Originally Posted by Brian T View Post
(though I REALLY wish I'd hunted down more of those Arrows! )
Maybe they're at the bottom of Lake Ontario or Dief has a pile of them in his casket (inside joke).

The most I ever got at Newtown for one DVD was about $35 for Experiment in Terror, which was still readily in-print at the time. Now it seems to be out-of-print and fetching fairly big money at the auction sites.
I've unloaded a few 80-centers (+/-) to Newtown over the months, mainly because I'd already exhausted the other options. DVD Planet wouldn't take 'em, the used shops wouldn't take 'em, and Amazon.ca Marketplace was fetching about the same, so in those instances, I have no problem just clearing 'em out.
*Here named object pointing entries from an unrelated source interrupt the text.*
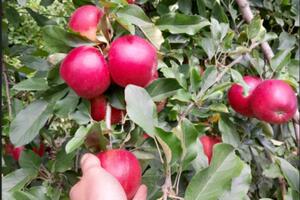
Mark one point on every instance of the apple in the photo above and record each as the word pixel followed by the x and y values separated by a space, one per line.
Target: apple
pixel 39 150
pixel 125 167
pixel 98 110
pixel 85 70
pixel 274 101
pixel 132 60
pixel 238 101
pixel 208 143
pixel 85 20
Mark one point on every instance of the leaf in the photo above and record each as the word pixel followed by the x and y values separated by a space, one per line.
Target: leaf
pixel 66 105
pixel 133 14
pixel 30 160
pixel 17 179
pixel 140 108
pixel 59 40
pixel 210 183
pixel 229 132
pixel 63 161
pixel 239 186
pixel 41 20
pixel 28 122
pixel 32 84
pixel 35 63
pixel 281 59
pixel 290 173
pixel 179 23
pixel 218 107
pixel 163 88
pixel 209 46
pixel 171 145
pixel 191 142
pixel 208 79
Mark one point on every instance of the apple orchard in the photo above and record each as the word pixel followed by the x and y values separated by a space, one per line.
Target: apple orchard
pixel 195 99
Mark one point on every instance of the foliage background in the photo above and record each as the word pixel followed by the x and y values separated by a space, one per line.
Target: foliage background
pixel 256 161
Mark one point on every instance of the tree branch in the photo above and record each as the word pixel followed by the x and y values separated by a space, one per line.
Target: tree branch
pixel 9 104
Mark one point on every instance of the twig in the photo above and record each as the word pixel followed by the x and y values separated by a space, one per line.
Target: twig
pixel 268 53
pixel 282 184
pixel 248 16
pixel 108 123
pixel 9 104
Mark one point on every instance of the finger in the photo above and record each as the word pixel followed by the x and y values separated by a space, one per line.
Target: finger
pixel 74 192
pixel 89 161
pixel 141 194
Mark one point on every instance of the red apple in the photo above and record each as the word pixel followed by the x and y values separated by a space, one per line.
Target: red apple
pixel 39 150
pixel 208 143
pixel 85 20
pixel 274 101
pixel 125 167
pixel 98 110
pixel 238 101
pixel 132 60
pixel 85 70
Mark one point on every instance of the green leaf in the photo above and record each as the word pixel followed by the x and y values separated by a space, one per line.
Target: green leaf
pixel 17 179
pixel 32 84
pixel 35 63
pixel 218 107
pixel 140 108
pixel 133 14
pixel 163 88
pixel 229 132
pixel 78 138
pixel 208 79
pixel 239 186
pixel 30 160
pixel 66 105
pixel 191 142
pixel 59 40
pixel 179 23
pixel 210 183
pixel 170 144
pixel 41 20
pixel 195 78
pixel 63 161
pixel 290 173
pixel 28 122
pixel 281 59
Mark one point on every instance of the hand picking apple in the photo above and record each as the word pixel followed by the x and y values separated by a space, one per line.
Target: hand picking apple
pixel 99 184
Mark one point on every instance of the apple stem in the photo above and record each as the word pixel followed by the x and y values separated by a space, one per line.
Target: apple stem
pixel 108 123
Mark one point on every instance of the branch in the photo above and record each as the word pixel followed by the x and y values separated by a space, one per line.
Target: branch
pixel 268 53
pixel 248 16
pixel 9 104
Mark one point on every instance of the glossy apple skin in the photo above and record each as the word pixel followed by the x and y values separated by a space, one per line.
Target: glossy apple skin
pixel 85 70
pixel 274 101
pixel 124 166
pixel 98 110
pixel 132 60
pixel 85 20
pixel 236 98
pixel 208 143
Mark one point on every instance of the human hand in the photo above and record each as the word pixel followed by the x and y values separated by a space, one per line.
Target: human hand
pixel 98 184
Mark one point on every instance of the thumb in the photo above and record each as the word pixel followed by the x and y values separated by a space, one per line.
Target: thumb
pixel 141 194
pixel 89 161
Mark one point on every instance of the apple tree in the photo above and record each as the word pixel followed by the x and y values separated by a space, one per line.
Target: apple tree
pixel 204 93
Well, if I have a bunch of higher-yield DVDs in an order, I don't mind throwing in a few sub-50-cent ones. But I'm not spending $15 in shipping to send thirty DVDs worth a total of $10 or less.
At 15 cents though--heck, I've seen some on there for 3 cents!--I'd rather just build up a little pile of those, stick 'em in a grocery bag, and drop them off at the nearby branch of the Toronto library. At least there I know they're likely to be enjoyed by more than one person, and for free, and if the library should decide to sell them off in one of their fundraisers, more the better! It's a good cause. My old public library in Sarnia was the beneficiary of a LOT of my stuff over the years, including about 150 Hong Kong DVDs and VCDs, and Korean DVDs and VHS tapes, which proved to be immensely popular among the growing populations of those cultures in the community. Three years on, I still pop in once in a while to see if my babies are still there. How pathetic is that?
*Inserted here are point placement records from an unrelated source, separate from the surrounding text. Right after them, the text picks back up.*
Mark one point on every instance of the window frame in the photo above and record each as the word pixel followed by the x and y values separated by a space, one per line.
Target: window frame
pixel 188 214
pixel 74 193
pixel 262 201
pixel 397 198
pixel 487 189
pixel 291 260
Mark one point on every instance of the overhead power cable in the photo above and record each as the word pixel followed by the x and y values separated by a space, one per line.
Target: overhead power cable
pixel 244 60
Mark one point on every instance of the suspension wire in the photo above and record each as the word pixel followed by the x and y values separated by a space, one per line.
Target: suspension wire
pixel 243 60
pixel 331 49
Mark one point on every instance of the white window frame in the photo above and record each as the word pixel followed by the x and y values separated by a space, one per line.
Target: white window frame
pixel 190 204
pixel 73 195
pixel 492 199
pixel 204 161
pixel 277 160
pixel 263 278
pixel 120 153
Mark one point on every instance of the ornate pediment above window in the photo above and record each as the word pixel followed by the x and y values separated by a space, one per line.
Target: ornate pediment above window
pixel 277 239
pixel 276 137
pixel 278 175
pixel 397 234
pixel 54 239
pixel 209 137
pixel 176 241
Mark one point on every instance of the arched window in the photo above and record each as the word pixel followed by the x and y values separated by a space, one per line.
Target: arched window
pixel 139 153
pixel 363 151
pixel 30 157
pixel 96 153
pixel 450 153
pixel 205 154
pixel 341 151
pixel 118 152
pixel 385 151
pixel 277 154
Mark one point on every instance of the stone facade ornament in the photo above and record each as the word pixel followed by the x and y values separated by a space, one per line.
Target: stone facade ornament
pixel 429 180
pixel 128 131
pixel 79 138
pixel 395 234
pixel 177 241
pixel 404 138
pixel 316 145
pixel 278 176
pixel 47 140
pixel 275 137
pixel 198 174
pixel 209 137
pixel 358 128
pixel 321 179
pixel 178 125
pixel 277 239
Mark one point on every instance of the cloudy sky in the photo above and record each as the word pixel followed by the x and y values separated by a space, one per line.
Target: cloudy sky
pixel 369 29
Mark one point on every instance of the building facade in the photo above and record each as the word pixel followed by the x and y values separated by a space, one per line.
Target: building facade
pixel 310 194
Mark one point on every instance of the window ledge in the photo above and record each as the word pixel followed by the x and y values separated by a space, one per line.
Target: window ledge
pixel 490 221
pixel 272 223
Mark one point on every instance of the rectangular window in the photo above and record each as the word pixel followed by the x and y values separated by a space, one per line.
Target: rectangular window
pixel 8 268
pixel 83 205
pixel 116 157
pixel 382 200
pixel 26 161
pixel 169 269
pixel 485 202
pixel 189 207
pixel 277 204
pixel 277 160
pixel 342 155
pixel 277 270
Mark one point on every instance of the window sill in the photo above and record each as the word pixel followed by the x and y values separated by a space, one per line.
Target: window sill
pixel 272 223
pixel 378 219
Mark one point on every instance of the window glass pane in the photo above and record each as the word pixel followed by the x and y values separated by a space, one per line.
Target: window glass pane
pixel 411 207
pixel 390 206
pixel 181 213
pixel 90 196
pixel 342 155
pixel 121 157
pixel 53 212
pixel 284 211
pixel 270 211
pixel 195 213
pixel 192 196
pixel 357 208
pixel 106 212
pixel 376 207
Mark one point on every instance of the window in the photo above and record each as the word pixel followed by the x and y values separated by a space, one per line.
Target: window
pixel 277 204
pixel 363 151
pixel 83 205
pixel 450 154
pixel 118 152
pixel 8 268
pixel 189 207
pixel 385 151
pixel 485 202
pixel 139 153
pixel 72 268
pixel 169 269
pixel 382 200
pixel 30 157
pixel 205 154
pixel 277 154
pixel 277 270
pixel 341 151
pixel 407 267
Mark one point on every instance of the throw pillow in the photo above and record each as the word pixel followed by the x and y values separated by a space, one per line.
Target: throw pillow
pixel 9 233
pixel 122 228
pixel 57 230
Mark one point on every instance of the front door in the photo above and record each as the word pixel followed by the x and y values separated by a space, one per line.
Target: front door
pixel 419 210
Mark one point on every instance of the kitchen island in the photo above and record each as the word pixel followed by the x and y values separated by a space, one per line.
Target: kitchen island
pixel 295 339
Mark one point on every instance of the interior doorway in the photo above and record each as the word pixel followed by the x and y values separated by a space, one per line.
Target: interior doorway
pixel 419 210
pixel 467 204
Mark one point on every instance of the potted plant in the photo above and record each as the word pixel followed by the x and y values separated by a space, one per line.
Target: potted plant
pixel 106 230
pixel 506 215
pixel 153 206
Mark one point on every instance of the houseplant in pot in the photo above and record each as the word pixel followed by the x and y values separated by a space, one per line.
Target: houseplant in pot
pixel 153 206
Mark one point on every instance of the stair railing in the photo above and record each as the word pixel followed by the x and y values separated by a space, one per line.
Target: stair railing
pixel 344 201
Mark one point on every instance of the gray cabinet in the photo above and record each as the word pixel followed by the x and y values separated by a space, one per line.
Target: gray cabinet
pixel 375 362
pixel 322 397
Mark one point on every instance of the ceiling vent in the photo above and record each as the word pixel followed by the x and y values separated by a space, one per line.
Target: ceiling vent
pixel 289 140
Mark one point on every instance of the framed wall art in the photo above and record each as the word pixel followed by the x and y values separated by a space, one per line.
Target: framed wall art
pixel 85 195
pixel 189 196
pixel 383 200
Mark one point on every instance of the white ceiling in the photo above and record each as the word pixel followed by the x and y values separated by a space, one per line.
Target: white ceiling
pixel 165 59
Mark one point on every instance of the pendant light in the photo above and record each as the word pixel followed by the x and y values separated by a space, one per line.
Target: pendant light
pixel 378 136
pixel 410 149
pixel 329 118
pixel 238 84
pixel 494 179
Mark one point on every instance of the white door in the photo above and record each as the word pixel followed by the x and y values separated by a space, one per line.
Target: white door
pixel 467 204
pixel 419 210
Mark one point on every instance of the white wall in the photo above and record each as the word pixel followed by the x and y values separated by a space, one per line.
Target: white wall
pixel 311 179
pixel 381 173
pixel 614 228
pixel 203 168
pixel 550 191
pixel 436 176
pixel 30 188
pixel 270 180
That is a good idea. Better than them ending up in the trash. Or I could just donate them to Suspect or Queen Video. I have considered that option several times.
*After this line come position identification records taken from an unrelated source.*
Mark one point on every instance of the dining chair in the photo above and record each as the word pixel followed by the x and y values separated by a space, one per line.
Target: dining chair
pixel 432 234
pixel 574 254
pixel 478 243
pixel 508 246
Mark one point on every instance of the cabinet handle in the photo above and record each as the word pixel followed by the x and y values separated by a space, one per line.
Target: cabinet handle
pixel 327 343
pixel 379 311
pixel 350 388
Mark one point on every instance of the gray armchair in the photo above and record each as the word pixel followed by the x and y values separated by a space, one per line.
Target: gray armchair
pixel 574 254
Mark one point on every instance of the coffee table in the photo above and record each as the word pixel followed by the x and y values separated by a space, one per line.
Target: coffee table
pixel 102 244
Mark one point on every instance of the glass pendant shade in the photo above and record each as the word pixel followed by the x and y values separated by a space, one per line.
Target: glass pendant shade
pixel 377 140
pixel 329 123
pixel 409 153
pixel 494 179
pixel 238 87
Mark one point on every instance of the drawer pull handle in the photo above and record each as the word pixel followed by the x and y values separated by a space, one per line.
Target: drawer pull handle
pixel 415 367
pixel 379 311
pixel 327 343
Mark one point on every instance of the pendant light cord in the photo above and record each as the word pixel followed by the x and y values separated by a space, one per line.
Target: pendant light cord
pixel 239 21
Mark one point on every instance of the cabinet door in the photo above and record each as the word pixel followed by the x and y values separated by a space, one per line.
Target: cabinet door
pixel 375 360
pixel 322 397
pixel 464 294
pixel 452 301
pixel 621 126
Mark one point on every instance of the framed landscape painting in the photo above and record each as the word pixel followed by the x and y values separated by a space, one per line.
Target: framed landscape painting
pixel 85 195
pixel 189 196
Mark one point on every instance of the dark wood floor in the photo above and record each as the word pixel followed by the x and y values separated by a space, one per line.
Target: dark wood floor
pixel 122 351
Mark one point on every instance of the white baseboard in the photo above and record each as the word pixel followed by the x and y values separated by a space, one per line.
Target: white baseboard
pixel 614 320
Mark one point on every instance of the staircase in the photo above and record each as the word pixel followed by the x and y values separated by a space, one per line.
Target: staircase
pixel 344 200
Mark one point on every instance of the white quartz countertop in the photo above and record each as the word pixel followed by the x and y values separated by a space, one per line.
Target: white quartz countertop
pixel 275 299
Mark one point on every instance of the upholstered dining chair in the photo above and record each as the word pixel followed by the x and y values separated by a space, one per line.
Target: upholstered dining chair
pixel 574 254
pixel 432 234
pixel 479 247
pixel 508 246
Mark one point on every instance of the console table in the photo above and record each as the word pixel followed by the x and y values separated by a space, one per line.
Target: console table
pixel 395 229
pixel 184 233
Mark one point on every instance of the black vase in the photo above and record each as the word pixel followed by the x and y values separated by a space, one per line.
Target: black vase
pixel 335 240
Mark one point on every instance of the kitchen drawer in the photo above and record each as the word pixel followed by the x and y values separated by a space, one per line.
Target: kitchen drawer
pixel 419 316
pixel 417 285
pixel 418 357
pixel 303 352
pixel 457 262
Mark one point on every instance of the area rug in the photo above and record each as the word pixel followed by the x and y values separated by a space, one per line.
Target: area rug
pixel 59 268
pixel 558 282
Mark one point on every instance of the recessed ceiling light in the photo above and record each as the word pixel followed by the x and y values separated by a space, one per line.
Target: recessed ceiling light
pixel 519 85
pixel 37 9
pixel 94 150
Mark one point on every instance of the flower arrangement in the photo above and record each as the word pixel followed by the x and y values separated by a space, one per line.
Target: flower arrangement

I'm not quite sure what you mean here. Are you referring to shipping the package FROM the U.S., though? Or getting the U.S. shipping rate from Newtown and using it toward the Canadian shipping rate? The latter would still eat into your profits big time, knowing Canadian rates, but any savings counts I guess.
That's what I mean. Better than nothing.
Lots of options out there, if nothing else!
Lots of online DVD options in the States. Sadly, not many - if any - realistic ones up here, which I don't understand. I would like to support Canadian business, but I'm not going to spend twice as much or more on a DVD (eg. DVDBoxOffice) I can order cheaply from the States. Amazon.ca has some DVD prices that can't be beat, but that can hardly be considered Canadian. The now-defunct DVDSoon, out of Quebec, had very competitive prices, but its customer service and reliability reputation wasn't great, so I never actually got around to ordering anything from it before it went under.